October 18, 2007 at 1:08 am
Max Yasnytskyy (10/18/2007)[hrAre you trying to say that to solve this sort of problem any additional table is required?
Heck no... there are dozens of slower ways to do it 😀 But, like Serqiy said, a nice little static utility table like this sure does make solving many "impossible" or "gonna need a cursor" problems simply melt away.
Build a permanent Tally table... you'll love it once you learn to use it.
--Jeff Moden
Change is inevitable... Change for the better is not.
October 18, 2007 at 6:52 am
Max Yasnytskyy (10/17/2007)
I have found an interesintg function in msdb, seems like it is working much betterSET ANSI_NULLS ON
GO
SET QUOTED_IDENTIFIER ON
GO
CREATE FUNCTION [dbo].[udfTRANSELATE] (@mixedString AS varchar(max))
RETURNS varchar(max)
as
BEGIN
DECLARE @resultString varchar(max), @tmpString char(1), @i int, @strLen int
SELECT @resultString='', @i=0, @strLen=len(@mixedString)
WHILE @strLen>=@i
BEGIN
SELECT @tmpString=substring (@mixedString,@i/*character index*/,1/*one character*/)
if msdb.dbo.ConvertToInt (@tmpString,11,11)=11
SELECT @resultString=@resultString+@tmpString
SELECT @i=@i+1
END
RETURN @resultString
END
this is what i needed. thanx.
the first solution didnt work. because of the Tally i didnt implement.
i'm using 2005. sorry for the cunfusion, didnt notice wrong forum.
ps.
meanwhile the client "revised" some specs, so i do need these numbers now. but i still need to pull them from the original one.
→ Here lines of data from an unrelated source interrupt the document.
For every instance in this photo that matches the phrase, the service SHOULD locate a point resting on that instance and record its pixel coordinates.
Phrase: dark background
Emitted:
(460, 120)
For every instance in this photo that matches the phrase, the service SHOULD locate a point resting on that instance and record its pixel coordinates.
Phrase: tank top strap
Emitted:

so it will be somethimg like that:
if msdb.dbo.ConvertToInt (@tmpString,11,11)=11
SELECT @resultString=@resultString+@tmpString
else
SELECT @numberString=@numberString+@tmpString
SELECT @i=@i+1
i dont need it as a function because i need it only in one place in the whole code.
October 18, 2007 at 7:53 am
the first solution didnt work. because of the Tally i didnt implement...
ps.
meanwhile the client "revised" some specs, so i do need these numbers now. but i still need to pull them from the original one.
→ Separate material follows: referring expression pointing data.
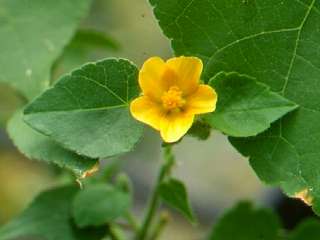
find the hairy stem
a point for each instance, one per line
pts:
(154, 200)
(162, 223)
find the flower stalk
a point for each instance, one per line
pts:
(154, 200)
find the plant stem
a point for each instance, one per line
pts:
(154, 200)
(163, 221)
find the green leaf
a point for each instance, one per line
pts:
(244, 222)
(99, 204)
(245, 107)
(48, 217)
(309, 230)
(277, 43)
(87, 111)
(33, 34)
(89, 38)
(174, 193)
(86, 46)
(200, 130)
(37, 146)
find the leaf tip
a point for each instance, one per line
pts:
(304, 196)
(90, 172)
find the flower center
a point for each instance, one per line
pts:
(172, 99)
so it will be somethimg like that:
if msdb.dbo.ConvertToInt (@tmpString,11,11)=11
SELECT @resultString=@resultString+@tmpString
else
SELECT @numberString=@numberString+@tmpString
SELECT @i=@i+1
i dont need it as a function because i need it only in one place in the whole code.
You'll still need it as a function... and, if you had invoked the Tally table, it would be easy. 😉 The Tally table makes a great deal of such tasks as simple as falling off your chair when you realize what you can do with it 😀
--Jeff Moden
Change is inevitable... Change for the better is not.
October 18, 2007 at 7:58 am
WEll - since we're now throwing in 2005 - this would be the perfect time to create your dbo.RegexReplace CLR function, as so:
Imports System
Imports System.Data
Imports System.Data.SqlClient
Imports System.Data.SqlTypes
Imports Microsoft.SqlServer.Server
Imports System.Text.RegularExpressions
Partial Public Class UserDefinedFunctions
<SqlFunction> _
Public Shared Function RegexReplace(ByVal input As SqlChars, ByVal pattern As SqlString, ByVal rep As SqlString) As SqlString
' Add your code here
Dim rex As System.Text.RegularExpressions.Regex = New System.Text.RegularExpressions.Regex(pattern.Value, optionS)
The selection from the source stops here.